Learn more about Three Card Poker played at live dealer tables.

What is Tri Card Poker?

Tri Card Poker is a fast and easy-to-learn poker variant, developed by Derek Webb, who had a vision of creating a Poker hybrid that would contain 3 crucial elements a casino game must have to fare well with both the players and the casino operators. The game, therefore, incorporates substantial payouts, simple structure and a house edge that makes it profitable to the casino, without making Tri Card Poker unfavorable for the players.

The game got off to a rocky start and promoting it in the UK and introducing the Tri Card Poker to USA casinos was anything but smooth. At first, Webb had to train the casino dealers himself, spending hours next to the casino table to make sure that rules are properly executed. Finally, in 2002, after a change in the gambling regulations took place, the game found its way back home to the UK.

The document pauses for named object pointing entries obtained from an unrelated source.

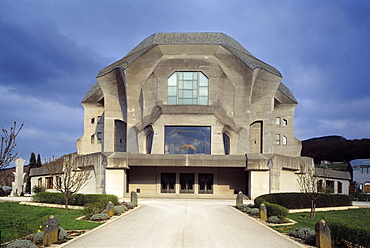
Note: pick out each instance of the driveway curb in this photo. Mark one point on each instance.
(102, 225)
(284, 236)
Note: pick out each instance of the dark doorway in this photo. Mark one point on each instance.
(168, 182)
(187, 183)
(205, 183)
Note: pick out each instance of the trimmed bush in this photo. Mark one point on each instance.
(120, 209)
(302, 233)
(241, 206)
(129, 205)
(273, 219)
(22, 243)
(75, 199)
(100, 216)
(300, 200)
(253, 211)
(275, 209)
(356, 235)
(39, 237)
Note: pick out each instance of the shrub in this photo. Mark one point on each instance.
(119, 209)
(38, 238)
(100, 216)
(92, 208)
(356, 235)
(300, 200)
(21, 244)
(62, 234)
(129, 205)
(246, 209)
(253, 211)
(275, 209)
(37, 189)
(240, 206)
(75, 199)
(273, 219)
(302, 233)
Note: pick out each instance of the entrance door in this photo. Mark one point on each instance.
(187, 183)
(205, 183)
(168, 182)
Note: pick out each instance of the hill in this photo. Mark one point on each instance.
(335, 149)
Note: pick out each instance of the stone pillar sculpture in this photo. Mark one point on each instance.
(51, 231)
(134, 198)
(239, 198)
(323, 235)
(263, 212)
(18, 185)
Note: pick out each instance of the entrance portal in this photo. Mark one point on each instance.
(187, 183)
(205, 183)
(168, 182)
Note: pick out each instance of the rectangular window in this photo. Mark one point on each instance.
(278, 121)
(99, 137)
(187, 88)
(187, 140)
(49, 182)
(285, 141)
(277, 139)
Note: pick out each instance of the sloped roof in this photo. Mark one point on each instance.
(191, 38)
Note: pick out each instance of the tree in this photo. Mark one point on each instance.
(70, 173)
(8, 144)
(308, 184)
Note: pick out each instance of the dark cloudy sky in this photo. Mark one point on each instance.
(51, 52)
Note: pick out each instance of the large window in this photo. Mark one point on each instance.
(187, 88)
(187, 140)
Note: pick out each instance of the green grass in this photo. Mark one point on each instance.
(20, 220)
(353, 217)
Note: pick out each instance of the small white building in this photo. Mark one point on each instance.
(361, 173)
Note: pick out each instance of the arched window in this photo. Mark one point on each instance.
(187, 88)
(226, 140)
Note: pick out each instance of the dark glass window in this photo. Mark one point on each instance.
(187, 140)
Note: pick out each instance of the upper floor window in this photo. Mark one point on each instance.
(187, 88)
(187, 140)
(226, 140)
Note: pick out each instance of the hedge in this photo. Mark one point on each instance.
(300, 200)
(355, 235)
(75, 199)
(276, 210)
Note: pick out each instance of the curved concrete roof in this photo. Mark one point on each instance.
(191, 38)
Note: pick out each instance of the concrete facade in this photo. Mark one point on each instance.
(361, 173)
(191, 114)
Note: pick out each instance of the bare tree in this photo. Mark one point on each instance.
(70, 176)
(8, 144)
(308, 184)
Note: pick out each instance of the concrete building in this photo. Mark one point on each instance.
(190, 114)
(361, 173)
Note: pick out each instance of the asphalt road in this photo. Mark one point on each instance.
(183, 223)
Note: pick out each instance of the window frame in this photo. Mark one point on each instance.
(183, 89)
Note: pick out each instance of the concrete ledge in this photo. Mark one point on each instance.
(326, 209)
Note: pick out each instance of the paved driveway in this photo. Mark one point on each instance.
(183, 223)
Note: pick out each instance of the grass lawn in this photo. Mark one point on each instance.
(20, 220)
(353, 217)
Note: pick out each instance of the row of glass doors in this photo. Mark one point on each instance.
(187, 183)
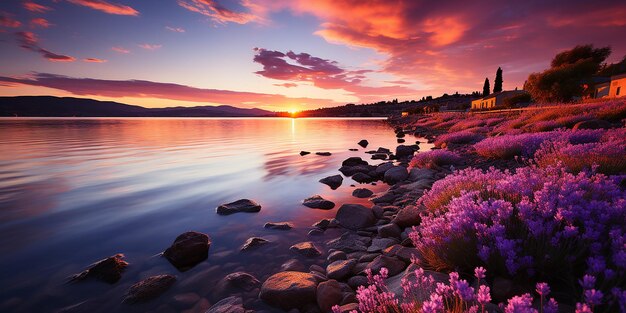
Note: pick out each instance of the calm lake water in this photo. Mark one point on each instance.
(74, 191)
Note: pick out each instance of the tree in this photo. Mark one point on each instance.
(497, 84)
(569, 71)
(486, 87)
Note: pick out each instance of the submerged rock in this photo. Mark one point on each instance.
(108, 270)
(289, 290)
(188, 249)
(355, 216)
(332, 181)
(253, 243)
(149, 288)
(317, 202)
(242, 205)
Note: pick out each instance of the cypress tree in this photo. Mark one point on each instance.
(497, 84)
(486, 88)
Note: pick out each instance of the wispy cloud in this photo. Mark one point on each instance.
(106, 7)
(29, 41)
(36, 7)
(149, 89)
(94, 60)
(175, 29)
(220, 14)
(148, 46)
(40, 22)
(120, 50)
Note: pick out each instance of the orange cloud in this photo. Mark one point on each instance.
(94, 60)
(40, 22)
(120, 50)
(149, 89)
(35, 7)
(106, 7)
(221, 14)
(29, 41)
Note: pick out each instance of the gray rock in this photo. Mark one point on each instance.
(396, 174)
(242, 205)
(188, 249)
(340, 269)
(317, 202)
(332, 181)
(329, 293)
(279, 225)
(254, 242)
(362, 193)
(228, 305)
(307, 249)
(149, 288)
(108, 270)
(289, 290)
(355, 216)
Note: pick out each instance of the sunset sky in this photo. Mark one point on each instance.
(286, 55)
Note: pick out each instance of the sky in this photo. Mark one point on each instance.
(288, 55)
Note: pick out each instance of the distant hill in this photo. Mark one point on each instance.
(48, 106)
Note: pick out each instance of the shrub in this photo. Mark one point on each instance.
(462, 137)
(440, 157)
(557, 226)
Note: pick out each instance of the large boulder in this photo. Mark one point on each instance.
(108, 270)
(228, 305)
(355, 216)
(289, 290)
(149, 288)
(329, 293)
(353, 161)
(188, 249)
(332, 181)
(307, 249)
(340, 269)
(396, 174)
(241, 205)
(317, 202)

Tri Card Poker Basic Rules

Tri Card Poker uses a regular 52 card deck with Jokers removed and starts after the players submit the first bet  – Ante. An extra Pair Plus bet is available but not obligatory, and the players can choose whether or not they will wager that the dealt hand will have a Pair or a better ranking combination.

A hand of three cards is dealt to all the players and the dealer and the players must decide if they will place the Play bet or Fold and lose the Ante. When all the hands are revealed, showdown begins and the strongest hand wins.

Tri Card Poker Ante and Play Strategy

The first question the players must ask themselves is how their hand should rank in order to produce the optimal results if played. In an ideal environment, you would want to start with at least Q, 6 and 4, since a hand like that losses less when played. Anything lower than Q, 6 and 4 should definitely not be played and the player's best course would be to simply Fold.

The same goes for hands with King or Ace as the high card – a player should not Fold a hand like that. Things are quite different when the high card is a Joker; this hand is ranked lower than Q, 6 and 4 and should, therefore, be folded, as mentioned above. Basically, there are four guidelines that you should always stick to, with a few hand examples presented in the table below:

  • Queen and a 7 is a combination that should always be played, regardless of the 3rd card;
  • Queen and a 6 should be played ONLY in combination with 4 or 5;
  • Queen + 6 is to be folded if the 3rd card is 2 or 3;
  • Queen with 5 as the 2nd highest card should never be played;

The Pair Plus side bet on the other hand will not require any strategy and with the low house edge it carries, it's not like you can cause an irreparable damage if you decide to play it. For the most part, experienced players would advise that you do not stray from the straight Ante/Play path too often and to keep the Pair Plus wagers on the lower side.

Depending on the casino, Pair Plus may or may not be equal with the Ante and the player can either play conservatively and bet on the lowest amount allowed or decide to take a more daring approach and top the Ante bet. One can also combine the two betting styles, starting off with low wagers and saving the aggressive approach when the balance is increased.